The Bone is Pointed
- Author: Arthur Upfield
- Language: English
- Series: Detective Inspector Napoleon 'Bony' Bonaparte
- Genre: Fiction
- Publisher: Angus & Robertson
- Publication date: 1938
- Publication place: Australia
- Media type: Print
- Pages: 319 pp
- Preceded by: Winds of Evil
- Followed by: The Mystery of Swordfish Reef

= The Bone is Pointed =

Novel by Australian writer Arthur Upfield

The Bone is Pointed (1938) is a novel by Australian writer Arthur Upfield. It was the sixth of the author's novels to feature his recurring character Detective Inspector Napoleon 'Bony' Bonaparte. It was originally published in the Australia by Angus & Robertson in 1938, and subsequently serialised in The Herald newspaper in Melbourne between September and November 1938, under the title Murder on the Station.

==Abstract==

"'Jack Anderson was a big man with a foul temper, a sadist and a drunk. Five months after his horse appeared riderless, no trace of the man has surfaced and no one seems to care. But Bony is determined to follow the cold trail and smoke out some answers.' (Publication summary)"

==Location==
The action of the novel takes place around "Opal Town" or Opalton, Queensland in the Channel Country of the Diamantina River.

==Publishing history==
Following the book's initial publication by Angus & Robertson in 1938 it was subsequently published as follows:
- Saunders 1938, Canada
- John Hamilton 1939, UK
- Doubleday 1947, USA

and subsequent paperback, ebook and audio book editions.

==Critical reception==
In The Herald the reviewer "Touchstone" stated: "Mr Upfield's latest novel will please, and surprise, all his readers. Considered solely as a mystery yarn, featuring that ingenious and original sleuth, Detective-Inspector Napoleon Bonaparte, it is one of the best things that he has written. But Mr Upfield has not been content with that alone. 'Bony's' investigations into the mysterious disappearance of Jeffery Handerson, of Karwin Station, are set against a vividly realised and well-described background of station and aboriginal life."
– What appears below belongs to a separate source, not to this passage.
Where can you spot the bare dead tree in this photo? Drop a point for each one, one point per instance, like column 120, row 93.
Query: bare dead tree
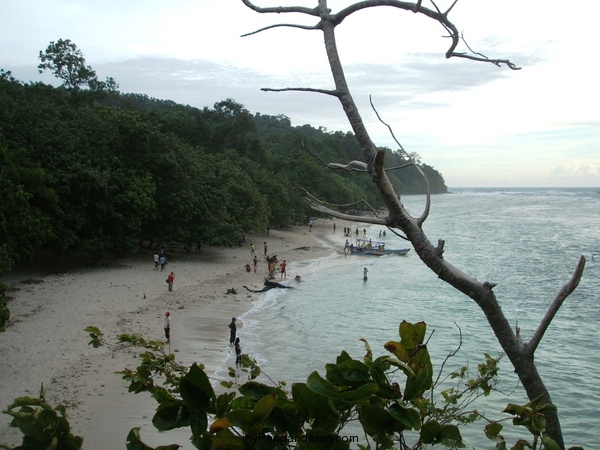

Habakkuk in The Australasian noted: "For my own part I freely admit that I have not enjoyed any other detective story I have read more than I enjoyed this book. It combines all the attributes necessary in a story of its type. Firstly, an excellent story. Secondly, a perfectly feasible plot, which is yet unusual enough in its workings to hold the interest hot to the last line. Thirdly, good character drawing. And, fourthly, scene and local colour that, apart altogether from the story itself, grip the imagination and hold the reader's unflagging attention. Mr. Upfleld is among the first flight of detective story writers, a peer of the Dorothy Sayers's and other leaders in this class of fiction."

==1948 radio serial==
The book was serialised for radio in 1941 and 1948.

==Television adaptation==
The novel was adapted for television in 1973 in a one-hour episode, titled "Boney Walks with Death", of the Boney series. It was directed by Howard Rubie, from a script by Eric Paice.